The mythology of E. Pluribus Unum that most people in our age group were taught while growing up turns out to have been just that — mythology. We were taught that “George Washington never told a lie”, that the sin of slavery was resolved by the Civil War, and the horrific efforts to try to exterminate Native peoples had long ago been resolved.

Back in 1950s, America had survived the Great Depression and had been victorious in World War II and was thriving as “the land of the free and the home of the brave.”  Schoolchildren like me recited the Pledge of Allegiance every day at the start of classes. And as best I can remember, no one questioned anyone’s patriotism or commitment to our near-perfect “united” states.

Then there was the Civil Rights movement of the 1960s including the attempt to integrate the schools in Mississippi. The 1960s also saw the assassinations of JFK, MLK, and RFK, all civil rights proponents, as well as the ascendency of the third-party candidate for president, arch-segregationist George Wallace. In 1968, he won 46 electoral votes, 5 states, and about 16% of the votes nationwide.

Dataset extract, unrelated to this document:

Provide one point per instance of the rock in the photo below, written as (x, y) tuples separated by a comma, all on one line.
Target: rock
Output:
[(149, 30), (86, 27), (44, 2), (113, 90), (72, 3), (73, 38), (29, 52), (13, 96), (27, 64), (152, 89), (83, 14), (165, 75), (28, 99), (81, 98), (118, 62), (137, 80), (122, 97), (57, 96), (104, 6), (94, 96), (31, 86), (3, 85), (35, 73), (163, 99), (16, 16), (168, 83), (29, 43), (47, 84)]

Our country has always been divided. But the mythology of it being “united” finally fell completely apart in the past few years after things seemed to have been moving in the right direction under the leadership of Barack Obama, our first Black President, whose administration pulled the country out of a severe recession. But the part of our society which was not yet “united” reacted poorly to a Black man’s successful administration, and they helped elect a white nationalist to replace him who acted in corrupt and authoritarian ways. This culminated in the near loss of our democratic system of government with an attempted insurrection at the Capitol Building related to the election of a new president to replace the white nationalist one.

The few years before the 2020 election were increasingly tense with Civil Rights activists seeking greater social justice. This included the rise of the Black Lives Matter movement. These events further divided the country as voter sentiments on both sides of the divide solidified, and many voters even rejected the reality of the results of the decisive 2020 election.

Another stark reality is that Congress is now engaged in debate about the need for better security for the Capitol Building itself and how to best safeguard its members after the mob assault in January, which was committed exclusively by US citizens. Thus, the current threat of terrorism against the United States Government may now be greater domestically than from foreign adversaries, making the struggle for unity even more difficult to manage.

Paradoxically, if not for the catastrophic impact of a once-in-a-century pandemic, our democracy might have been lost. The immediate past election might have been won by the past incumbent because the pandemic changed voting rules eliminating much pre-existing voter suppression. And the economy collapsed under the mismanagement and impact of the pandemic.

There is hope that eventually there will be a truly democratic and unified United States of America in our future because the trends toward greater rights for women, minorities, and the disadvantaged are each a work in progress and moving in the right direction. But it is up to each of us to advocate for those human rights if we expect E. Pluribus Unum to prevail in the future and not just be mythology.

Longtime OLLI member and volunteer Hugh Winig, MD is a retired psychiatrist and is the author of a book of short stories and a book of humanistic aphorisms. He was a founding Trustee of the Lafayette Library and Learning Center and a past President of the East Bay Psychiatric Association.